When an Employee Is Dealing With Domestic Violence

Hands-Off

• I wish I was equipped to give you the help you need.

• We strongly encourage you to get whatever help you need.

• I feel terrible, but I don’t want to pry into your private life if you don’t want me to.

• I feel your pain but I am unsure how to help.

• Anger is one thing, but this person is going too far!

• We care about you too much to lose you.

• Do you think you should go to a shelter?

• The company has a handbook about domestic violence. Would you like a copy?

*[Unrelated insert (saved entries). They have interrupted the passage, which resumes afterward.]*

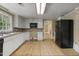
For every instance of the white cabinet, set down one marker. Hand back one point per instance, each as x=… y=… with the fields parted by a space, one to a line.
x=19 y=21
x=13 y=42
x=38 y=21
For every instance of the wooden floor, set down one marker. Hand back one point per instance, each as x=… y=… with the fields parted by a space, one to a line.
x=43 y=48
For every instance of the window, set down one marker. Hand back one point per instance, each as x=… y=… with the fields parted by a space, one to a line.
x=5 y=22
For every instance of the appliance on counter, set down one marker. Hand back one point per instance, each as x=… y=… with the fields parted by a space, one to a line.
x=64 y=33
x=33 y=25
x=1 y=46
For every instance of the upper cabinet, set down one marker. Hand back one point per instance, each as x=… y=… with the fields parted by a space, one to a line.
x=19 y=22
x=5 y=21
x=38 y=21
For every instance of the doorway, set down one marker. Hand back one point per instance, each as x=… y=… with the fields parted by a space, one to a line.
x=48 y=30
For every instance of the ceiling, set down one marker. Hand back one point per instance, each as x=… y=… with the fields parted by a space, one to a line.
x=52 y=11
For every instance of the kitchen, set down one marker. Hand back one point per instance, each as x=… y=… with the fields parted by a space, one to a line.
x=17 y=26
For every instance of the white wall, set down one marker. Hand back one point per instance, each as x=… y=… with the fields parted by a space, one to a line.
x=39 y=21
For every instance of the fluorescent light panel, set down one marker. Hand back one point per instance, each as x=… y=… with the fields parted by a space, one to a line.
x=40 y=8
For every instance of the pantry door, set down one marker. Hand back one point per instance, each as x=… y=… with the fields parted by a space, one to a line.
x=47 y=29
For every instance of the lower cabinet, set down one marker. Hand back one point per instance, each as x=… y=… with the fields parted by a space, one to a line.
x=12 y=43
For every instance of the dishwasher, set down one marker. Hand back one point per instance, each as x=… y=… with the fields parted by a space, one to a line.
x=1 y=46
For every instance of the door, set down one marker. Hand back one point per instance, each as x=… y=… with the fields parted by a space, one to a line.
x=48 y=29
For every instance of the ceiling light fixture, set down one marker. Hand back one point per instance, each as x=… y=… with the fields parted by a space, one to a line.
x=40 y=8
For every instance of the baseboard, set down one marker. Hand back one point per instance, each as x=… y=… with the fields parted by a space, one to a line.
x=76 y=47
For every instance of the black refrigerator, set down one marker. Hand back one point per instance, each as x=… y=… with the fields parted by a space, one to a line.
x=64 y=33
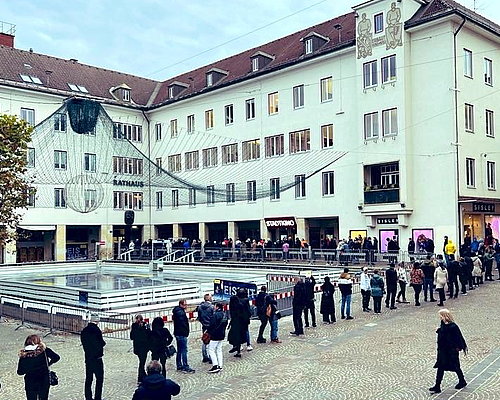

• If you stay with him much longer, you’ll end up with Stockholm syndrome.

• You deserve to be treated with kindness and respect, you know.

• I believe you are one of those people who can break the chain of violence.

• In my opinion I think you should get out and get help.

• Please get out of this situation right away and seek help!

• You need to create a plan to get out; what can I do to help you?

• I want you to take as much time as you need to get yourself safe and away from this person.

• There are people here who would be happy to take you in. Here are their numbers.

• I want you to speak to this lawyer friend of mine so you know your rights.

Directive

• This person is bad news. You need to get out–now.

• I am not ordinarily so take-charge, but I can’t stand to see you hurting like this.

• I’m taking you to the police station so you can press charges. Then, I’m taking you someplace safe.

(Note: If there is an imminent risk of danger to anyone, the only correct response is to contact the appropriate authorities and call 911.)